This first volume of Valentina Goncharova's home studio recordings is devoted to her remarkable solo work over a four year period from 1987. The first six tracks in particular illustrate her genius for balancing written composition with spontaneity, and for manipulating sources (such as her voice and cello) into beautifully hypnotic maelstroms of melodic dissonance.
I have read about the breadth and artistic vision of Valentina Goncharova, her classical studies, her quest for experimentation, her embrace of musique concrete and drone, free jazz and underground rock, her interests in Boulez, Riley, Stockhausen and others, and her wildly inventive home studio shenanigans. None of which fully prepared me for the mind-melting allure of her best music, with it's hypnotic frequencies, and mastery of space and spirit.

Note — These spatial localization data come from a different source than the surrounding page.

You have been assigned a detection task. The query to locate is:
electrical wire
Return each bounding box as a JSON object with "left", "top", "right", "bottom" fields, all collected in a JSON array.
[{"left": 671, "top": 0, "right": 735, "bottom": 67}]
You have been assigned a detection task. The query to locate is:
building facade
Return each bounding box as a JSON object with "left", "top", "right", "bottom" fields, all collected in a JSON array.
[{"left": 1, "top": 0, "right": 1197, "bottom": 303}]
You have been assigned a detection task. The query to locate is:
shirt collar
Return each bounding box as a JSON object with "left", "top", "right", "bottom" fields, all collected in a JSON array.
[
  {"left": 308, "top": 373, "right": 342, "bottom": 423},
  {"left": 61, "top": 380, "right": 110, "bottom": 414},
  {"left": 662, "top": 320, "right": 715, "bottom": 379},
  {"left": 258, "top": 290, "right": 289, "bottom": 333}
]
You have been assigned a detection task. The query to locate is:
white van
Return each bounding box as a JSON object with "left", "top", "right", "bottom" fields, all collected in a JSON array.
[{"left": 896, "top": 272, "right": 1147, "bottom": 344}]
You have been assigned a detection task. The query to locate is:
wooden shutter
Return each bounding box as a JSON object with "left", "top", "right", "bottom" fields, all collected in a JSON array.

Writers from John Lydgate, to Cervantes, Donne, and Shakespeare, have all agreed that comparisons are odious, but the title of Goncharova's fantastic piece called "Insight" brings to mind a comparison which I cannot resist. More than 40 years ago I went to see Buzzcocks and was stunned by the 30 minute set from the support group—Joy Division*—after whom Pete Shelley and co sounded like The Monkees. Had Valentina Goncharova appeared first on that bill—blasting manipulated cello strings and synthesizer keys—she would have made Ian Curtis and co sound like The Monkees and Buzzcocks sound like The Archies. Just listen to the magic and power she generates on "Insight" (even the first 60 seconds will be enough). More than noise, more than avant-garde exploration, there is a cathartic and poignant quality to the extraterrestrial reverberations and exotic drone of both "Insight" and "Passageway to Eternity." In the face of these two tracks I groped for descriptors and, as usual, found only ludicrously subjective mental pictures: of electrical pulses whining along phone wires in the desert, an exhausted UFO fighting to stay aloft but losing power and sinking beneath quicksand. Separating these masterpieces is the delicate and eerie "Zen Garden'' which sounds like a duet between (and I have no experience of playing either) a Scottish fiddle and an Atari game console, as they pass in space aboard separate satellites.

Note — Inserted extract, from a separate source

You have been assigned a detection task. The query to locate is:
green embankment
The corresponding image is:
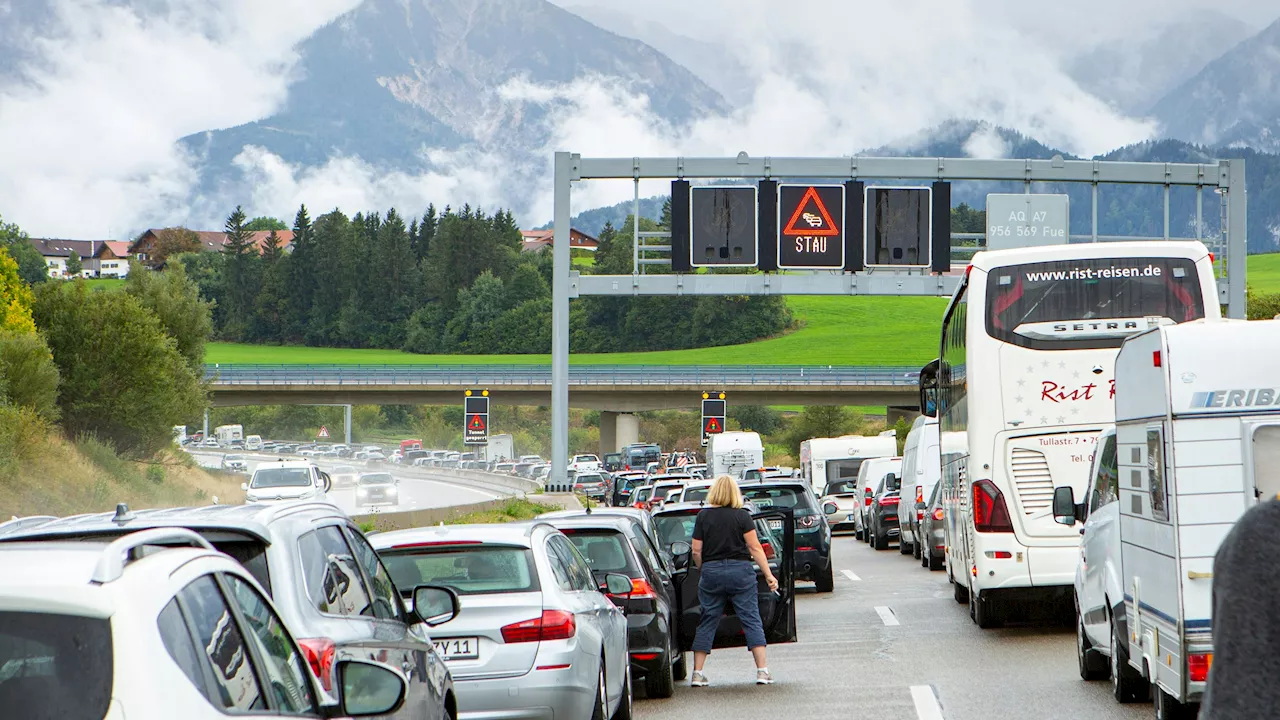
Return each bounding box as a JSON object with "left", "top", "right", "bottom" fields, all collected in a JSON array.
[{"left": 1248, "top": 253, "right": 1280, "bottom": 294}]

"Maitreya" appears to consist of little more than muted clanging bells and the sound of Goncharova wailing into her cello strings, yet after getting "the treatment" the combined and altered sound ends up as a transcendent hyper-mantric exorcism of reason. "Higher Frequencies" the shortest tune on the album is initially sweet sounding but does have an odd atmosphere of approaching dread, like signing a 12 month lease and then realizing you've moved in next door to Craig Leon and The Clangers.
My preference would be for the album to end right there, and if this music had been released before CDs and digital downloads, then it may have. Certainly the final four tunes, including the 18 minutes of "Metamorphoses," all add to the experimental variety, yet to me they sound like they belong on a different disc. Dissenters can just be happy with the bonus. Make no mistake, though, Vol1 is an astonishing discovery, as mystifying as it is satisfying. I picture two trains on parallel tracks. One train is called composition and the other is improvisation. Valentina Goncharova is driving both. She keeps both trains close, makes them switch tracks, even runs both on the same track, all without causing a crash.
*Joy Division has a completely different song called "Insight."